La ley 24.901 establece que las instituciones prestan el servicio, luego lo facturan a las obras sociales -en su mayoría programas estatales como Incluir Salud- y esperan el pago. Pero ese circuito se quebró. "El último pago que recibimos fue en noviembre (de 2025)", agregó Cadenini.
Desde la institución solicitan la regularización inmediata de los pagos pendientes, la garantía de continuidad en las prestaciones y sus actualizaciones correspondientes y el cumplimiento efectivo del sistema de financiamiento.
Atención integral permanente
El Cottolengo abrió sus puertas en 1957 y desde ese momento es un hogar permanente para personas con discapacidad de extrema vulnerabilidad, muchas de ellas sin familias ni recursos. Allí se les ofrece una atención integral con vivienda, salud y un cuidado amoroso. Además acuden otras personas que realizan actividades en el centro de día.
"La crisis la estamos bancando entre todos, somos una gran familia", reflexionó Cadenini. La estrategia de supervivencia incluyó suspensión de tareas de mantenimiento, la reducción de servicios y el nivel mínimo de personal esencial. Entre otras medidas, no se repusieron los puestos vacantes de los trabajadores que se jubilaron y se prescindió de las tareas de una empresa de seguridad.
El esfuerzo económico incluyó afrontar gastos esenciales como salarios, cargas sociales, medicamentos, alimentos y servicios básicos. Incluso la institución tuvo que solicitar préstamos a terceros además de los recursos propios. "No tenemos más capacidad. Necesitamos una solución urgente", expresó el sacerdote.

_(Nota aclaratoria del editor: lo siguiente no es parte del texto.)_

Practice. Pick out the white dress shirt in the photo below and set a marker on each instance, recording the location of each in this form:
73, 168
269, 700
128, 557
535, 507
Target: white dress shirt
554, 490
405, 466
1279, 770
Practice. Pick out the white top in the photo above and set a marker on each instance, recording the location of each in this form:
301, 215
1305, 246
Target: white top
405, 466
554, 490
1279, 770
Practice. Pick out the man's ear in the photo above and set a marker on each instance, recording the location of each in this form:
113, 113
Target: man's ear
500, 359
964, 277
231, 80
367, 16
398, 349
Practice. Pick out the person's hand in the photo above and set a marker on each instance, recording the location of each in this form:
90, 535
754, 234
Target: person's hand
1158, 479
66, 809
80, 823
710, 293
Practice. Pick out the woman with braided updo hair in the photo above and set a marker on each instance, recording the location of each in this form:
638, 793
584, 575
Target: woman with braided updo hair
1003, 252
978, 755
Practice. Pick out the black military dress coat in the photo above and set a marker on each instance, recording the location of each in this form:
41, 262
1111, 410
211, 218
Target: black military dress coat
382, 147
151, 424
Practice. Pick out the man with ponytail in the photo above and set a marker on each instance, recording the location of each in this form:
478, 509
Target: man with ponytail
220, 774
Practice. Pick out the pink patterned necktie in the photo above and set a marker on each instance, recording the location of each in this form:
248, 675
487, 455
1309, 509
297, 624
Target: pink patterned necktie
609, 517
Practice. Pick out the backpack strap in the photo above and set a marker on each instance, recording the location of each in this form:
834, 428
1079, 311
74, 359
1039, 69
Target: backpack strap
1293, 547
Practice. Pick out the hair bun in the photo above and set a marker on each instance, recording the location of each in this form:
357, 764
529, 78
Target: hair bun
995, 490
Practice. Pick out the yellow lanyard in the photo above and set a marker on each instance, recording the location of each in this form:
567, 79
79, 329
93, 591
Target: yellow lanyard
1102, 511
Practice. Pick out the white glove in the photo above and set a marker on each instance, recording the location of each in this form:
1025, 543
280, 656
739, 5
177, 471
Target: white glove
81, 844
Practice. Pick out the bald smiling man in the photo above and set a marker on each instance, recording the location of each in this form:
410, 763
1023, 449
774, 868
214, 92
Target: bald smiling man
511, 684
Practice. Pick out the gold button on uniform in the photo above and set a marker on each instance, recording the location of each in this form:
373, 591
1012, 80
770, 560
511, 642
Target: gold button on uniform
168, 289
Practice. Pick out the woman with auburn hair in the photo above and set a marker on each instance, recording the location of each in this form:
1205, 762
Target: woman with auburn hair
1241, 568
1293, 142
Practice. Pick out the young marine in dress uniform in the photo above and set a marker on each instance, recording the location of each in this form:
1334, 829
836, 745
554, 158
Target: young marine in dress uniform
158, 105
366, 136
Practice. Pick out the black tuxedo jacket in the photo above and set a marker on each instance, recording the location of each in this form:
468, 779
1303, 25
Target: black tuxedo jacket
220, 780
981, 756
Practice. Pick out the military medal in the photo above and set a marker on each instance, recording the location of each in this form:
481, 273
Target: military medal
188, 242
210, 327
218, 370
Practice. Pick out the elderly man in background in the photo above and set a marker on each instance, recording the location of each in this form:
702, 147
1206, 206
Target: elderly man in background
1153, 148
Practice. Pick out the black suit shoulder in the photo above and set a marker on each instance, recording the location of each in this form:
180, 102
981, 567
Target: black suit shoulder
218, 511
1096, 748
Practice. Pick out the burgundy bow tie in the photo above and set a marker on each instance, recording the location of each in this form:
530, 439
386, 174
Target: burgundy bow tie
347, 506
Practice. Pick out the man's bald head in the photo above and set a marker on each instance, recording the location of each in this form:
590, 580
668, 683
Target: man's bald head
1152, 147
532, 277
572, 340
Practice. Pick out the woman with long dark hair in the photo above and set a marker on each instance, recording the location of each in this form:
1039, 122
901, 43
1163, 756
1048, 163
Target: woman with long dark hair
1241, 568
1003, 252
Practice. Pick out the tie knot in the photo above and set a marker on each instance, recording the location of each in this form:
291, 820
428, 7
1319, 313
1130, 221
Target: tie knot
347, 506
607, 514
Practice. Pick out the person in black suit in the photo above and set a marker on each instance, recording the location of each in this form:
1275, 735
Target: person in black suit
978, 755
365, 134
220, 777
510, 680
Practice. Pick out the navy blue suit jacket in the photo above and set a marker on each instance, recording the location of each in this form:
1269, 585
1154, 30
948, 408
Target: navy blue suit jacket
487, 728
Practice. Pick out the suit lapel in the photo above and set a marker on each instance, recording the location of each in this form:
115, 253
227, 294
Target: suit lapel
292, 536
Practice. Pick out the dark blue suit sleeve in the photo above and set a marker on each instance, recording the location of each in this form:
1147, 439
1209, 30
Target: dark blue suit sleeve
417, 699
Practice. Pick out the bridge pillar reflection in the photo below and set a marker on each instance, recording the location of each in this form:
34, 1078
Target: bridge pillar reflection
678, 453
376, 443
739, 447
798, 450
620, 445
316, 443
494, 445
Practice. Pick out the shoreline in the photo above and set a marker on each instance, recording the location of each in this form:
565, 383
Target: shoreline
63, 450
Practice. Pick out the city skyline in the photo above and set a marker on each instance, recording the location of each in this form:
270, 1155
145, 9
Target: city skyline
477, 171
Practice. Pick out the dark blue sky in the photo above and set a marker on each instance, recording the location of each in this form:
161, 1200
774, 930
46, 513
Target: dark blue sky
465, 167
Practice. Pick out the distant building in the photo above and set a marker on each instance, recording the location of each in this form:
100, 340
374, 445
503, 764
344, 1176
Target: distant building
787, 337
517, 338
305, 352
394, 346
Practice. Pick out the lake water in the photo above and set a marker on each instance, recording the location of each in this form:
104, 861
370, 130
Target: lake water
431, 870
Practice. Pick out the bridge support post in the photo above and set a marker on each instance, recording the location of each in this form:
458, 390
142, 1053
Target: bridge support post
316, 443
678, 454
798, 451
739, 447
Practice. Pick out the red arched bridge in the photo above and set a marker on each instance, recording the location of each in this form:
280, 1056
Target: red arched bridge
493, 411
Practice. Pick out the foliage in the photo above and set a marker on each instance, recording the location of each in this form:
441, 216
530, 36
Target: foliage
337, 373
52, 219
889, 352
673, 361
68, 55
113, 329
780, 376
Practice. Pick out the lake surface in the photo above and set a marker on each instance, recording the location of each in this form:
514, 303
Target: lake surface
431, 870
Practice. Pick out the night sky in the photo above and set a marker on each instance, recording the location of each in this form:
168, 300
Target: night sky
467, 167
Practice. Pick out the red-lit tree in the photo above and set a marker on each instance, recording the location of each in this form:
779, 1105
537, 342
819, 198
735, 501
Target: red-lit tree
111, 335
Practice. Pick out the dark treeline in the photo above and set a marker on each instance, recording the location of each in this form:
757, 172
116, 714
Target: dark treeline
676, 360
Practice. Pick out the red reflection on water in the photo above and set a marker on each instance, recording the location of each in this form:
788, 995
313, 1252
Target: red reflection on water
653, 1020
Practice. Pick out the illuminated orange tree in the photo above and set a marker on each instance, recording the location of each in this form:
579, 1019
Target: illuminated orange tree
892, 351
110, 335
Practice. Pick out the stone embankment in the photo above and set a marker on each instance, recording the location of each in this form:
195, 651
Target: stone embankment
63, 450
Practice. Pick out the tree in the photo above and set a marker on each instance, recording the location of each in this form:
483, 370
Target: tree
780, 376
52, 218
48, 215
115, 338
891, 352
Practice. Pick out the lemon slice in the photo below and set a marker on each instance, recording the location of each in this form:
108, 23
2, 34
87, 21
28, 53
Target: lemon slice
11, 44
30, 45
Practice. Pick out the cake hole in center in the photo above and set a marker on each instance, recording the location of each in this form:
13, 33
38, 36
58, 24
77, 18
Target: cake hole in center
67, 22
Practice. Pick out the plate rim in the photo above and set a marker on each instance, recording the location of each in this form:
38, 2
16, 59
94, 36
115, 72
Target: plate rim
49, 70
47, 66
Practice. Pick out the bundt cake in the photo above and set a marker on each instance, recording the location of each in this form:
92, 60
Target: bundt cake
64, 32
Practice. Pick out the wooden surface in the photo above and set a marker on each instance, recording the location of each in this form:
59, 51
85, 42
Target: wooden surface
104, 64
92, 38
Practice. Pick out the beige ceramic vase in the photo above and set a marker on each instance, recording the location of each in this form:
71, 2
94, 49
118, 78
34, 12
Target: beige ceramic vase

Además en el Cottolengo trabajan un centenar de personas. El equipo de profesionales incluye kinesiólogos, fonaudiólogos, terapistas ocupacionales y psicólogos. También trabajan enfermeros, cocineros y personal de maestranza. La mayoría de las empleados son mujeres y la mitad son sostén de familia. "Nuestro recurso humano es lo más importante que tenemos", dijo Cadenini.
Los más vulnerables
Para que un paciente pueda obtener la admisión al hogar, éste debe presentar una discapacidad mental o intelectual, y es su familia la que solicita el ingreso, que bien puede ser justificado por falta de recursos económicos o por problemas de contención social.
Pero también hay un otro porcentaje de las personas que viven en el instituto que no tienen familia y quedaron solos. En ese caso el Cottolengo es su responsable legal.

La gravedad del contexto no solo impacta en el funcionamiento cotidiano, sino que también pone en riesgo la calidad de vida, la salud y la dignidad de las personas con discapacidad que dependen de este espacio. A su vez, la falta de recursos impide la incorporación de nuevos residentes por no poder asegurar la atención integral y la ausencia de autorizaciones de financiamiento.
Tanto los residentes como los que asisten por el día pueden realizar diferentes talleres, tales como manualidades, educación física y huerta, entre otros.
Incertidumbre de cara al futuro
"Además de no pagar, el Ministerio de Salud de la Nación no habla. No recibe a nuestros referentes ni te dan una perspectiva a futuro", explicó Cadenini.
Esta misma incertidumbre también se vive en Establecimiento Privado de Asistencia y Rehabilitación Villa Bustos de Santa María de Punilla en el que viven 130 personas.
El hogar, dependiente de la Fundación Doctor César Serrano afronta un panorama similar. Si bien han recibido el pago de Pami, no ocurrió lo mismo con Incluir Salud. "Te ponen trabas constantemente lo que dificulta mucho llevar adelante una institución de semejante envergadura", sostuvo la gerenta Carmen Serrano.

"No se puede seguir viviendo en esta tensión permanente. El año pasado tuvimos cuatro meses en rojo. La rentabilidad se perdió hace varios años"; concluyó.